I'd color code green as "passing", red as "failed", yellow as "some subtests fail", and orange as "although this test passes, actually the logic is hardcoded and hacky, so please revisit it". (the coloring is up to debate, feel free to use colors easier on your eyes. If you don't like the colors then okay, no need to use them.)

Personally I feel it reduces cognitive overload since my brain doesn't need to process extraneous boilerplate stuff like rc &= test_sentence (, while at the same time providing visual cue "oh this one is broken, that one passes" and spatial information (ok, I've got ~50% coverage here, not because it says 75% but just by looking than 1/2 of the screen is green colored.)

Again it's up to you since this is your project, all I do is suggesting improvements and explaining its benefits, while I also acknowledge your concerns are valid.

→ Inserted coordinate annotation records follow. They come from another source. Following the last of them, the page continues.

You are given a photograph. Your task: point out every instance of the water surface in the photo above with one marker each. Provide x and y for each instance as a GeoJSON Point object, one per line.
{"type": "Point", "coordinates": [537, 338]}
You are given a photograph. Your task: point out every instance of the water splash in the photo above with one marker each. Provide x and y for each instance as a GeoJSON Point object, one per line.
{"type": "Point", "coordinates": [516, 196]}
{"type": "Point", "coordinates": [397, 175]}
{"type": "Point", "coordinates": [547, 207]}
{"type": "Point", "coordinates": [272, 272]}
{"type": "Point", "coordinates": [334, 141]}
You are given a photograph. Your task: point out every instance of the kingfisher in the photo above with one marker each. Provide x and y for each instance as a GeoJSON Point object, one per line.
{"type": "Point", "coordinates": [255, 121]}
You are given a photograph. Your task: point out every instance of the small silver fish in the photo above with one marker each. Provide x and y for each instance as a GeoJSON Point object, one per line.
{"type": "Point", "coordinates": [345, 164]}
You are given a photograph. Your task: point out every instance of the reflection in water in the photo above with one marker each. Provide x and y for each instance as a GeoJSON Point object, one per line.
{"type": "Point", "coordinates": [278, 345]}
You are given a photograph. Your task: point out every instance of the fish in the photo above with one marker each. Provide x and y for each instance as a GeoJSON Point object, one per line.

I'm already more than happy if TSV is accepted.

BTW if you're concerned about diff, LibreOffice can save FlatXML format if so desired, basically an uncompressed ODS file (since LibreOffice documents are technically zipped XML). I don't see why anyone would want to diff it though (it's test data, not code) so I'd suggest use the regular ODS format.

— Reply to this email directly or view it on GitHub https://github.com/opencog/relex/issues/103#issuecomment-48564313.

Ben Goertzel, PhD http://goertzel.org

"In an insane world, the sane man must appear to be insane". -- Capt. James T. Kirk

"Emancipate yourself from mental slavery / None but ourselves can free our minds" -- Robert Nesta Marley

amebel commented 10 years ago

@ceefour Separating the code from the test-data-set had been discussed before here . Thus it would be great if you could follow on that.

With regards to the .ods file, i think it is better if it is inside a txt file (you could name it *.test for clarity); then any one using an editor like vim can easily work with it.

Thanks :-)

ceefour commented 10 years ago

@AmeBel sure, I'd implement it like I suggested in https://github.com/opencog/relex/issues/103#issuecomment-48525228 . Thanks :)

Another benefit of separating test cases is that if one day RelEx is ported to another architecture, these test cases can be reused as-is. Or used concurrently by both project variants.